Listening and attention skills are vital in building a child’s cognitive, behavioural and affective aspects. It is essential they develop this ability to interact and communicate with the world efficiently. One of many extremely complex tasks of parenting is to be able to strike a close to ideal balance of styles of listening and responding with the appropriate styles to a child’s varying needs. Many parents may think they are truly listening when all they are doing is pretend listening or at best selective listening but this is self-deception, designed to hide from themselves their laziness. Children themselves often like to drift in and out of communication.
Less than ten years of age, child’s propensity to talk is so great. The effort required to truly listen can be exhausting for a parent. And finally, it would be unbelievably boring because the fact of the matter is that the chatter of ten years old is generally boring. For true listening, no matter how brief, requires tremendous effort and total concentration. You cannot truly listen to anyone and do anything else at the same time. There are families in which the children are virtually not allowed to talk. “Children should be seen and not heard”. Such children may be seen, never interacting, silently staring at adults from the corner, MUTE ONLOOKERS FROM THE SHADOWS. Some permit their child’s chatter but simply not listen to it, so that your child is not interacting with you but is literally talking to thin air or to himself/herself.

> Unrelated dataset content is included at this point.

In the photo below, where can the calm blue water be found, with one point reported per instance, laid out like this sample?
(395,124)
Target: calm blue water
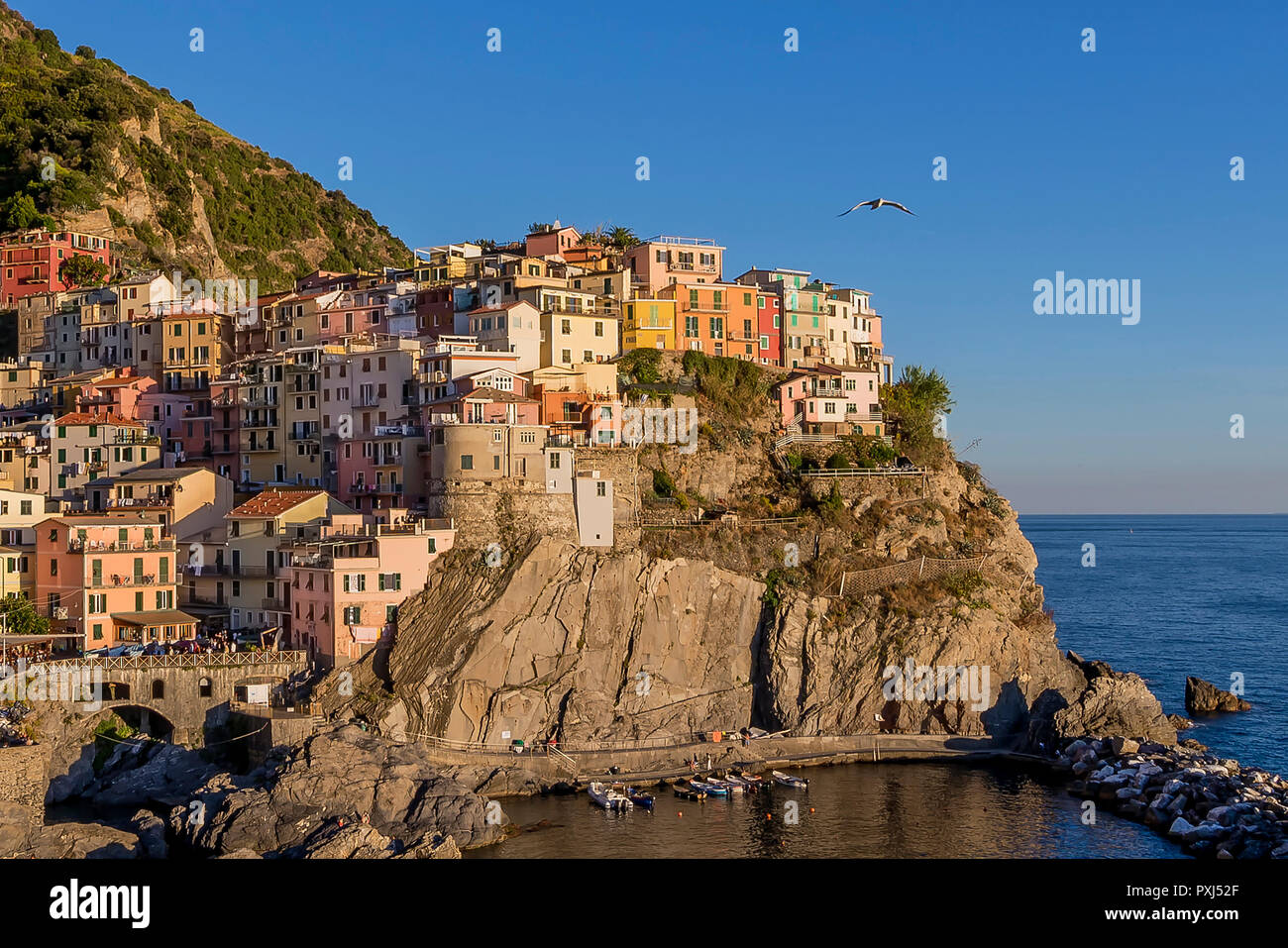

Another type of parents pretend to listen, preceding along as best they can with what they are doing or with their train of thoughts while appearing to give the child their attention and occasionally making “unh huh” or “that’s nice” noises at more or less appropriate times.
Sometime parents do selective listening, where in they may pick up their ears if the child seems to be saying something important, hoping to separate the wheat from the chaff with a minimum effort. The problem with this way is that human mind’s capacity to filter selectively is not terribly competent or efficient, with the result that a fair amount of chaff is retained and a great deal of wheat lost.
Truly listening means giving your child full and complete attention, weighing each word and understanding each sentence. It is always recommended to parents that they should always truly listen to their children.
For children below ten years a balance of pretend, truly and selective listening is suggested. Sometimes children just want to interact with parents, just because they can’t talk to themselves, then their need can be quiet adequately met by pretend listening. At times what children want from interactions not communication but simply closeness and pretend listening will satisfy to provide them with the sense of “being with” that they want.
In other words, it is dull to listen to young children and truly listening at this age is real labour of love. If you give your child the same esteem you would give to your favourite task, then the child will know him or herself to be valued and therefore will feel valuable. Value creates value. There is no better and ultimately no other way to teach your children that they are valuable people than by valuing them. The more you listen to your child, the more you’ll realize that in amongst the pauses, the stuttering, the innocent chatter, your child does indeed have valuable things to say.
The dictum that great wisdom comes from “the mouths of babies” is recognised as an absolute fact by anyone who truly listen to children.